2-minute read time
This Ginger Mango Smoothie delivers serious nutrition in a simple, refreshing package.
Fresh ginger root is the star of this smoothie, and for good reason. This powerful rhizome contains potent phytonutrients called gingerols, which deliver impressive anti-inflammatory and antioxidant benefits.
For athletes and active individuals, ginger can help reduce exercise-induced muscle soreness and support faster recovery between training sessions. Beyond performance, ginger's anti-inflammatory properties may help combat chronic inflammation linked to various health conditions.
Got knee or joint pain? Regularly including ginger in your routine, or the addition of a ginger extract supplement, can be a natural way to target the aches and pains.
Research suggests that ginger's antioxidant compounds help neutralize free radicals produced during intense exercise, potentially reducing oxidative stress on your body. Whether you're crushing a morning workout or managing everyday stress, these phytonutrients work behind the scenes to support your body's natural healing processes.
Tinkering in the kitchen with ginger
Ingredients:
1 c (240 ml) unsweetened organic soy milk (you can use any milk)
1-inch piece (~10-15 gm or a “thumb” amount) of fresh ginger root (I don’t peel it; if you don’t have a powerhouse blender, you may want to loosely chop the ginger)

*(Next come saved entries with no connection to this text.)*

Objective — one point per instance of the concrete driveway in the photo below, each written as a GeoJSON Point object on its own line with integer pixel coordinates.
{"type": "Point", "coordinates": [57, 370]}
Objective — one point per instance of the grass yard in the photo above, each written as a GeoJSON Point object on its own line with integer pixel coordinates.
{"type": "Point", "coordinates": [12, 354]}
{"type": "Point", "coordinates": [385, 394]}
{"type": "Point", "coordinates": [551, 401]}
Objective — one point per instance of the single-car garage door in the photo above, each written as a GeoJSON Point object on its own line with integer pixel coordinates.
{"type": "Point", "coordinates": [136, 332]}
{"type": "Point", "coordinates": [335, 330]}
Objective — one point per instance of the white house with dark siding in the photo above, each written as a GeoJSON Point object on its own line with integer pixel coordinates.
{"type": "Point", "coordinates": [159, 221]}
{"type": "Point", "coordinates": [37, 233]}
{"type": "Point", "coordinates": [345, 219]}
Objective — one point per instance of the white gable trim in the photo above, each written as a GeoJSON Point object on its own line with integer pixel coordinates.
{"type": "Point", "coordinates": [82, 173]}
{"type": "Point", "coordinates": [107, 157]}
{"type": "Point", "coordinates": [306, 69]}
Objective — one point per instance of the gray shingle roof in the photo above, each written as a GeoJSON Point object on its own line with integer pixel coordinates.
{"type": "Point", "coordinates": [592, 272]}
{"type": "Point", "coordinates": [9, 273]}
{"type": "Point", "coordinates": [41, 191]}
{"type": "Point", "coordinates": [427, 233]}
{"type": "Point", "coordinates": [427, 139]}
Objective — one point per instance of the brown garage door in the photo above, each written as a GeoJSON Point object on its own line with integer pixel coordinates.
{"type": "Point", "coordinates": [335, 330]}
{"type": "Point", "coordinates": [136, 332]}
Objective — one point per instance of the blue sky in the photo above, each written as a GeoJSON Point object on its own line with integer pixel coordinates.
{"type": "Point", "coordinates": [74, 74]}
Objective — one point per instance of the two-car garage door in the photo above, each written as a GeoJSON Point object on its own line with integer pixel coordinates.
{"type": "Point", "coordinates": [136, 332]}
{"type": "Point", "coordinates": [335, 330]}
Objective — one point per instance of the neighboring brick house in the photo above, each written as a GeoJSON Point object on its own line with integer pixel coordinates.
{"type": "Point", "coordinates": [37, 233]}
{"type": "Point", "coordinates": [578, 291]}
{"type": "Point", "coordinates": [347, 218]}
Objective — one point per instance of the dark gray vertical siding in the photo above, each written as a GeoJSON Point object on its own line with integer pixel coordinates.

1 scoop of SunWarrior Sport Active Protein, vanilla flavored protein powder (you can substitute with your favorite vanilla or unflavored protein powder)
3/4 c (~120 grams) frozen mango
ice/water as desired to blend to desired thickness and consistency
Add all ingredients to your blender and blend until smooth.
Basic nutrition info:
270 kilocalories
28 gm carbohydrate
5 gm fiber
24 gm protein
7 gm fat
1:1 ratio of carbohydrate to protein
This combination works great pre-workout, post-workout, or as an energizing snack. Adjust the carbs by adding more mango or banana, or boost the protein with an extra scoop of powder to match your workout needs.
But wait… aren’t mangos too high in sugar?
Let's address the elephant in the room: mango gets an unfair reputation for being "too high in sugar." Yes, mango is a tropical fruit with natural sweetness, but that doesn't make it nutritionally inferior. A few highlights of mango include its vitamin C, vitamin A, potassium, and folate content. This makes room for us to think “beyond the sugar” and appreciate that whole fruits can provide many other micronutrient benefits - a detail that is often overlooked.